Frequently Asked Questions

Q What is Basal Metabolic Rate (BMR)?

Basal Metabolic Rate is the minimum number of calories your body requires to perform basic life-sustaining functions—such as breathing, circulation, cellular production, and nutrient processing—while completely at rest.

Q How do Mifflin-St Jeor and Harris-Benedict equations differ?

The Mifflin-St Jeor equation is the modern clinical standard, showing high accuracy in mapping normal adult metabolisms. The Revised Harris-Benedict equation is an updated classic formula that occasionally yields higher baselines for highly active individuals or athletes.

Q What is the difference between BMR and TDEE?

BMR is your baseline survival energy at complete rest. Total Daily Energy Expenditure (TDEE) accounts for your BMR plus the active energy burned through physical movement, exercise, and daily jobs, calculated by applying an activity multiplier.

Q Can I increase my BMR?

Yes! While age and height are fixed metabolic factors, building lean muscle mass significantly boosts your BMR because muscle tissue burns more calories at rest than fat tissue does.

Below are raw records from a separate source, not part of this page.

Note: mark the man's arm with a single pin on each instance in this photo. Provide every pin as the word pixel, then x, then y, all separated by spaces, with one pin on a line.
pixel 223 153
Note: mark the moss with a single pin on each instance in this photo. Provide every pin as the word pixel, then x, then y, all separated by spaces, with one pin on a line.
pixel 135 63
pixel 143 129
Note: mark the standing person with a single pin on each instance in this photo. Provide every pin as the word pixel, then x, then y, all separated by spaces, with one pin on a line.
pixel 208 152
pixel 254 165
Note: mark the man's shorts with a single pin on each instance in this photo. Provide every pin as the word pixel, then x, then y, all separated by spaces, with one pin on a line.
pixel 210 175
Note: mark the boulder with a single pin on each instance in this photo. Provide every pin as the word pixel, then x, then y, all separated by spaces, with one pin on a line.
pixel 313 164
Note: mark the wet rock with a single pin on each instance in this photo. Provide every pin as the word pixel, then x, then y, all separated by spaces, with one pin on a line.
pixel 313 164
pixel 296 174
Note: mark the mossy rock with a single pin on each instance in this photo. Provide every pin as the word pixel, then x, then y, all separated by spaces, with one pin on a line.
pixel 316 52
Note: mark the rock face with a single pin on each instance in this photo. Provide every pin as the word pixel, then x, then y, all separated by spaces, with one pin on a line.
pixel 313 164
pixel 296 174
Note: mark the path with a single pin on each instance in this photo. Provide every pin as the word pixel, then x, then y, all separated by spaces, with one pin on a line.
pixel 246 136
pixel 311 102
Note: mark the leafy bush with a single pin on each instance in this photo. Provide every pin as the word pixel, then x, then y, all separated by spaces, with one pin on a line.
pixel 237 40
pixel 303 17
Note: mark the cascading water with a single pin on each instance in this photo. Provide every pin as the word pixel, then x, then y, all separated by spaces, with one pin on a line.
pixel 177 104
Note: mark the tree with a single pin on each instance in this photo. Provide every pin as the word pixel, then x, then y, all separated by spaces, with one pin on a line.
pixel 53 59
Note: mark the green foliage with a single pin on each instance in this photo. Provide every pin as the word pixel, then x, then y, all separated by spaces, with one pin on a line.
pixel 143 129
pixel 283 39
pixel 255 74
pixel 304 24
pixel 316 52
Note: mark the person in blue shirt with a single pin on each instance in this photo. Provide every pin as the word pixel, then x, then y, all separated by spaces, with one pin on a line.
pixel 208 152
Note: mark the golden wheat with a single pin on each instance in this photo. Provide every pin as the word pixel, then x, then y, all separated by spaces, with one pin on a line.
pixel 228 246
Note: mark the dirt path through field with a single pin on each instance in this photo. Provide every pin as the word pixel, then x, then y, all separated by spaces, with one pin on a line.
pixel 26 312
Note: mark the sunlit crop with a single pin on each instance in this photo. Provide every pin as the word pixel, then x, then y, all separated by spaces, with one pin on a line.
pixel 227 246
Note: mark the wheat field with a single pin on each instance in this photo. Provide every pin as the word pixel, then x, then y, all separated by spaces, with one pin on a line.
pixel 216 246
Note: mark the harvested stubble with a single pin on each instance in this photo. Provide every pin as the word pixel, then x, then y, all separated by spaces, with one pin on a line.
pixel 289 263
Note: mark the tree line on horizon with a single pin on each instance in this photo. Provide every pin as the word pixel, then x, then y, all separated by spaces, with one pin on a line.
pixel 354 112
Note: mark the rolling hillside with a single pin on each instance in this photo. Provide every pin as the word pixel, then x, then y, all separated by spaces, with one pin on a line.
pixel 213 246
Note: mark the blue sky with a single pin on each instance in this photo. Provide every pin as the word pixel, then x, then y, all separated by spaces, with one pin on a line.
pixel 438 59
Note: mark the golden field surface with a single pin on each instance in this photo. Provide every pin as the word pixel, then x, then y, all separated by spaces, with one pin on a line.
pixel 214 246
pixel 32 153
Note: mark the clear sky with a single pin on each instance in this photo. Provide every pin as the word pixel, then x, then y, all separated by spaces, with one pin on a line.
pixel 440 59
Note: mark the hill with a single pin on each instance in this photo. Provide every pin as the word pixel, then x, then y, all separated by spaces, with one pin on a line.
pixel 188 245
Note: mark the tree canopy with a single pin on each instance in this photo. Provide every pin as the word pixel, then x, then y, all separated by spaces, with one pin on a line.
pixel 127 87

Q Does gender affect BMR values?

Yes. Biological males generally carry higher muscle mass and lower body fat percentages relative to total weight than biological females do, resulting in slightly higher baseline BMR parameters.

Q How are weight loss (cutting) and muscle gain (bulking) calories determined?

A daily calorie deficit of 500 kcal is subtracted for safe fat loss, while a surplus of 500 kcal is added for lean muscle bulking from your maintenance TDEE.